Senator Buono received a letter earlier this week from Mr. Rabner stating that his office had reviewed her two bills, S-531 and S-532, and supported them as efforts to enhance public safety.
“This Office strongly supports efforts to enhance public safety by doing all we can to prevent people from driving while intoxicated,” said Attorney General Rabner in his letter. “We all hope to spare families from the tragic consequences of this irresponsible, potentially deadly conduct.”
Senator Buono said that her drafting of these bills was inspired by the tragic death of 17-year-old Michael Partipilo in 2004, at the hands of a serial drunk driver. The drunk driver, Philip Gonzalez, pleaded guilty and was sentenced to 16 years in jail. It was revealed prior to his conviction that he had already received numerous other moving violations, including leaving the scene of an accident and 12 license suspensions since he first received his license.

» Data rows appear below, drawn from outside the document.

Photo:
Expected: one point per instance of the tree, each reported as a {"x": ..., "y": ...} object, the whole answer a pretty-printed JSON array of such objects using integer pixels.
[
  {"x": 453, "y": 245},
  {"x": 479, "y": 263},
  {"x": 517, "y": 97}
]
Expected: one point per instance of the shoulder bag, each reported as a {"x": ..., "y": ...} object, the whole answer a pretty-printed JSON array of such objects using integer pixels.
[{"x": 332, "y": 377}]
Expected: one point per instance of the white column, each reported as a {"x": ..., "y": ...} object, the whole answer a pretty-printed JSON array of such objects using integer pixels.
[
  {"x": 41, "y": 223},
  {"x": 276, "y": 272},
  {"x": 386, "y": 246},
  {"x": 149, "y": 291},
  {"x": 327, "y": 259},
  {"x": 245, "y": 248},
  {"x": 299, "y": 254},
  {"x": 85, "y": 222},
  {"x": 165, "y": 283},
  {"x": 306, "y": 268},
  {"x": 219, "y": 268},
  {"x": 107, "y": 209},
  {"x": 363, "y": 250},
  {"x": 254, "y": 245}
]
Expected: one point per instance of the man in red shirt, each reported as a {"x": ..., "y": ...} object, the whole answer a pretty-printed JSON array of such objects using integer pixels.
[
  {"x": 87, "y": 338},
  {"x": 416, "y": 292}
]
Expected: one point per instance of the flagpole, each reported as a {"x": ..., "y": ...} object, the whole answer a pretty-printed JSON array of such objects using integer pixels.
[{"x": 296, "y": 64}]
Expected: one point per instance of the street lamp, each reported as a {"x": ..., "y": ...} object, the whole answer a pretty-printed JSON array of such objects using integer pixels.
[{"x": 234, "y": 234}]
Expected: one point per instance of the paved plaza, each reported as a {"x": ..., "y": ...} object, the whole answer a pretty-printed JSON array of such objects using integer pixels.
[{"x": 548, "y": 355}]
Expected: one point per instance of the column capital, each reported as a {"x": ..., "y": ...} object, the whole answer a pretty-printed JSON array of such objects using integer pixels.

Michael’s father, Michael Partipilo, Sr., who has worked with Senator Buono to get this legislation passed said, “This won’t help our son but for the sake of the community we need to address this kind of behavior. This is what our son would want.”
S-531 would increase the minimum jail period from 10 days to 30 days for those individuals caught driving while their license is revoked for a previous DWI conviction. S-532 would eliminate the “step down” provision in state law which downgrades subsequent DWI offenses that occur more than 10 years after a previous conviction, allowing judges the discretion of sentencing individuals with 10 or more years between DWI convictions as either first-time or repeat offenders.
Senator Buono explained, “For most people, the thought of putting themselves and others in mortal danger is enough to prevent them from getting behind the wheel when intoxicated. For those who think they can beat the odds, we need to increase the threat of significant jail time and long license suspensions if they get caught by the police.”
Senator Buono noted that both of these measures were passed by the full Senate in 2004, but were not considered by the Assembly before the end of the 2004-2005 legislative session. She expects the Senate to quickly approve the bills again.
“These reforms honor Michael and every individual lost at the hands of a drunk driver by making sure fewer such tragedies happen. We won’t stop until these bills become law,” added Senator Buono.
The two bills will be considered by the Senate Law & Public Safety and Veterans’ Affairs Committee on Thursday at 1:00 p.m. in Committee Room 4 of the State House Annex.